2. We Must Deal with Others Without Prejudice
We need an upright heart if we would speak sincerely and rightly to the condition of the souls of others. We should be careful that we are not biased with prejudices, or with fear to offend those with whom we have to do. Elihu professes uprightness of heart, as the principle of his speaking right to Job. If many examined themselves, they would find that their hearts do not go along with what they say. They do not believe and then speak (2 Corinthians 4:13). If they speak truth, it is from a false heart, or coldly, and not from the heart. Their biases and prejudices, rather than their solid convictions, make them speak what they speak.
3. We Must Deal with Others Using Sound Doctrine
It is not sufficient that we are those of upright hearts in what we say, unless there is sound doctrine and knowledge in what we say. Elihu says, “My lips shall utter knowledge” (see 2 Timothy 4:2).
4. We Must Deal with Others Clearly
Men should also speak clearly in what they say, and make the truth plain and clear, not leaving people in the dark, or proclaiming surmises instead of verities. Elihu says, “My lips shall utter knowledge clearly”.
5. We Must Deal with Others Carefully
We ought to examine well what we are going to speak and refine it in our own minds (without taking everything on trust without trial). This will ensure our teaching is pure and free of mistakes. Elihu says he will utter pure and refined knowledge (as the metaphor implies).
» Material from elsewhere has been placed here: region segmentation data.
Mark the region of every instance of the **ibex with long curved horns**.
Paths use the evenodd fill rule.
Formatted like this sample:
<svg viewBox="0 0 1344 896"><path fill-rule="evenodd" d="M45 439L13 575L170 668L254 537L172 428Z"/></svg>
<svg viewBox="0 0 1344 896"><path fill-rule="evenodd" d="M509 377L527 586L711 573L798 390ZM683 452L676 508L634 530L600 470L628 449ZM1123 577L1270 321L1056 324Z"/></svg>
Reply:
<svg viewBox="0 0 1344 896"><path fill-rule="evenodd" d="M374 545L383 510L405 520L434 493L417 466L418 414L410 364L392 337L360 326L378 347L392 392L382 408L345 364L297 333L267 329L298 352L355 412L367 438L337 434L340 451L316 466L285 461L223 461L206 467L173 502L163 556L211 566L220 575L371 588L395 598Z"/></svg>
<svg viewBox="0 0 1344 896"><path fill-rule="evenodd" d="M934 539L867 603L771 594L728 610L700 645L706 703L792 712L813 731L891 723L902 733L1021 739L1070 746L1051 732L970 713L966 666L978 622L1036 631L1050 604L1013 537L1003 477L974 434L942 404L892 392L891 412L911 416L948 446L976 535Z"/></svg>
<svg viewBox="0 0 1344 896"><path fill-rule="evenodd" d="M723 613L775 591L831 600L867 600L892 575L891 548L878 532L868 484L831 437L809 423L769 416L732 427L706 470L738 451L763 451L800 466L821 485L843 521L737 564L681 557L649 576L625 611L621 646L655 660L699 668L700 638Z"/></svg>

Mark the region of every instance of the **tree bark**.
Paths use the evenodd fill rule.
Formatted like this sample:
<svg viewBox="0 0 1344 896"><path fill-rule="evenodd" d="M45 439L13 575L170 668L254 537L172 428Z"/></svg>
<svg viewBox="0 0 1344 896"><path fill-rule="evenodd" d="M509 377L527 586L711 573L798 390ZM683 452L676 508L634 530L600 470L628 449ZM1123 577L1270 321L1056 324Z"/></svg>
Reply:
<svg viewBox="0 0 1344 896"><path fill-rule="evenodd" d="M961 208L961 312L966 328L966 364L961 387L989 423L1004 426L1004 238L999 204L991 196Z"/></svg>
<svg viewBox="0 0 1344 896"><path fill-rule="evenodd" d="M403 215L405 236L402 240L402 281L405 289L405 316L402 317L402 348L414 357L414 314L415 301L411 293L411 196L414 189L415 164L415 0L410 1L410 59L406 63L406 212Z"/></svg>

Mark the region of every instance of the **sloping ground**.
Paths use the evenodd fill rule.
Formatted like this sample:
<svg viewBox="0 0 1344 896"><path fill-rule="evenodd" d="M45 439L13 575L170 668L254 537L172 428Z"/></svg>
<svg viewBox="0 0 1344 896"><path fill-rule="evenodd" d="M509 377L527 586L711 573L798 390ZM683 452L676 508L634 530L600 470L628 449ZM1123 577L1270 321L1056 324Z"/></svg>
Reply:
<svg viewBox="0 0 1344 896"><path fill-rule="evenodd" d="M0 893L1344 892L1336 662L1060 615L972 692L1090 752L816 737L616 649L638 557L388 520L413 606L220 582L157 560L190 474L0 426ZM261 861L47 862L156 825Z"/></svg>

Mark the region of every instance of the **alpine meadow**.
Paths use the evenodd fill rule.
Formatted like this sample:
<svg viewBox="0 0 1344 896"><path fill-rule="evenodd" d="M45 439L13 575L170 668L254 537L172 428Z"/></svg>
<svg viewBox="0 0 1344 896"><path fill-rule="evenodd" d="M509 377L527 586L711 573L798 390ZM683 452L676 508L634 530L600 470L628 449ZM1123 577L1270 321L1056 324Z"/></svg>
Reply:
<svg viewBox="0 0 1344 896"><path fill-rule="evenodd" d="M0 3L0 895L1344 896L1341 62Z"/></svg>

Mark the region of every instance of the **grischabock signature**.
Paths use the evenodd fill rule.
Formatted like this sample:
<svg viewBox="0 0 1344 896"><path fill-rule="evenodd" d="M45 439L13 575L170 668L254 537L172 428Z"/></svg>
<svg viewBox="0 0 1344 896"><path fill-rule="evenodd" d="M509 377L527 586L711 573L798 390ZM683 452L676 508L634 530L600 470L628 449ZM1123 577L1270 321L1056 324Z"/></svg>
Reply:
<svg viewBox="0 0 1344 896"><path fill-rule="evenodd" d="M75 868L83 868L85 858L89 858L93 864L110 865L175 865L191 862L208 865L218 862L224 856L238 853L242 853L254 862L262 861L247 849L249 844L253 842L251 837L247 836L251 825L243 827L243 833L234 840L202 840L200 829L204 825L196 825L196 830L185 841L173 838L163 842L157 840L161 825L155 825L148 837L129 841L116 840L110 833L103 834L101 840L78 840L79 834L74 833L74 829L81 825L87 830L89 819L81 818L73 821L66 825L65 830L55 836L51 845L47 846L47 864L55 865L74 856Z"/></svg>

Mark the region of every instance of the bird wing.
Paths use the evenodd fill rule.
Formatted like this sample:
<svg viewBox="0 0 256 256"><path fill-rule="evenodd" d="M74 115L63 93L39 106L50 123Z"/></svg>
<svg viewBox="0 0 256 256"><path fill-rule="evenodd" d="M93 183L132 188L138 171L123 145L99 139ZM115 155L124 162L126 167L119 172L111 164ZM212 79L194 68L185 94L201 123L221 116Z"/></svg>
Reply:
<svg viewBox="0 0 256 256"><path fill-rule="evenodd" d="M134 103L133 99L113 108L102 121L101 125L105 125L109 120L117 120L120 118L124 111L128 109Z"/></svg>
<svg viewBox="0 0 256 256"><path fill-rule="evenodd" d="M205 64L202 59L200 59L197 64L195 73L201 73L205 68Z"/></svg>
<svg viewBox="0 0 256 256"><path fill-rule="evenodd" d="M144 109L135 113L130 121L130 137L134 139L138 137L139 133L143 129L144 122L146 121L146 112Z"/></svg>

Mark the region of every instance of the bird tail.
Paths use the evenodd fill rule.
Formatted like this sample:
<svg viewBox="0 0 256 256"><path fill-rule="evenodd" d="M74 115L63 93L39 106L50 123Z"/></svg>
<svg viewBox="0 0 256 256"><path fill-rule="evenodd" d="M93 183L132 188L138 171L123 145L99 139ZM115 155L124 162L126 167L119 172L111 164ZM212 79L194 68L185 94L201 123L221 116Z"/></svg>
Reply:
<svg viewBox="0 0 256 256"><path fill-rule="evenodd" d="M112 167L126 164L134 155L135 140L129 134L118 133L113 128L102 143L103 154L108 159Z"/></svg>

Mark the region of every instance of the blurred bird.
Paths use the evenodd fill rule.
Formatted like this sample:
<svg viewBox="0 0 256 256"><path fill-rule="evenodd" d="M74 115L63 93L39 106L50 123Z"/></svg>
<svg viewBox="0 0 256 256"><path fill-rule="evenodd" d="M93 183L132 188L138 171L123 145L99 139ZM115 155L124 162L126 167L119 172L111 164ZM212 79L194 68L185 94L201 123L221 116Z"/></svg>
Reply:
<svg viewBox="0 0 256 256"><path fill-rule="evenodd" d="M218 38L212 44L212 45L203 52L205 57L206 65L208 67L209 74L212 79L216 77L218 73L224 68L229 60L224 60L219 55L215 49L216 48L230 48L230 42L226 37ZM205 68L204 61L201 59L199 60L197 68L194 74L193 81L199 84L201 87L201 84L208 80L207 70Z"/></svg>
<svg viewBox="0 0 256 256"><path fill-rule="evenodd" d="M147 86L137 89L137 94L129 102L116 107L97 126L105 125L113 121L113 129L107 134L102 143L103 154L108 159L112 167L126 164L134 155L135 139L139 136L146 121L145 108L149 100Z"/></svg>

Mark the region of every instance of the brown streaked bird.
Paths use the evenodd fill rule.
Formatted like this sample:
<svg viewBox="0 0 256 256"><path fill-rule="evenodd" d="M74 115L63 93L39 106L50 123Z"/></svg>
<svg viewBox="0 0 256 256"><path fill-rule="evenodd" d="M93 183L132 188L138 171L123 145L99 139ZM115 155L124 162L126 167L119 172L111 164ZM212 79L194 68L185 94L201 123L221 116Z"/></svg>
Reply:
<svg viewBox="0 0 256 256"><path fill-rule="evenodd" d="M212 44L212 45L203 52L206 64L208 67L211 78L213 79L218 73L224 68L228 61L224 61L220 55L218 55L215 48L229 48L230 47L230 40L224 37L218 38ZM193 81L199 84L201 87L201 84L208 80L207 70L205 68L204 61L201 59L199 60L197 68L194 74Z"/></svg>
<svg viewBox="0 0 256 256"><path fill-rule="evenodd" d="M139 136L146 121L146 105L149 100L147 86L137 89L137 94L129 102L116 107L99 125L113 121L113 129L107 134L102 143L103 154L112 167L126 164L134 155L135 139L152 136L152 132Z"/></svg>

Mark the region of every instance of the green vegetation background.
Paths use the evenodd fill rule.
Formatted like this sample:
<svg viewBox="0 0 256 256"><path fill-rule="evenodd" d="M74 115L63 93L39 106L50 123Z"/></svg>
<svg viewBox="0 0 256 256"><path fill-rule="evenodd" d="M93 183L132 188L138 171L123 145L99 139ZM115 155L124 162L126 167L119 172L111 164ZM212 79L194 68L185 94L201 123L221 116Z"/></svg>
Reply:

6. We Must Deal with Others Patiently
Those who speak truth freely, clearly and uprightly, ought to be heard and listened to. This is an argument urged on Job for his attention. If even good men consider that they may err and need admonition, they will allow people to speak to them faithfully. They will esteem it an act of love and kindness not to let them go away with their faults. Those who cannot endure to be dealt with faithfully are cruel to themselves, especially if they still prescribe to others how they should teach and admonish them.
7. We Must Deal with Others About their Faults
Telling others their faults (when we have the calling and opportunity for it) is a proof and evidence of faithfulness. Elihu here freely points at Job’s misconduct. Even godly men may need to hear about their faults (especially during troubles) over and over again, before they own up to them with a felt sense of their guilt as they ought. Elihu tells Job all over again, what he had told him before (Job 34:35).
8. We Must Deal with Others Fairly
It is required, both in justice and prudence, that we charge people only with their true and real faults. We must forbear either unjust surmises and aspersions or unjust aggravations of their real faults. Otherwise, it may tempt them to reject all admonitions. Elihu tells Job his faults as they were and does not charge him with wickedness or blasphemy in relation to his complaints as Eliphaz did, (Job 22:13-14).
When people charge their friends with faults and misconduct they should do so on a solid basis and then they may be faithful in their censures and those who are reproved will be more easily convinced. Thus, Elihu concludes this from reviewing Job’s expressions and conduct, evidencing how Job had opened his mouth.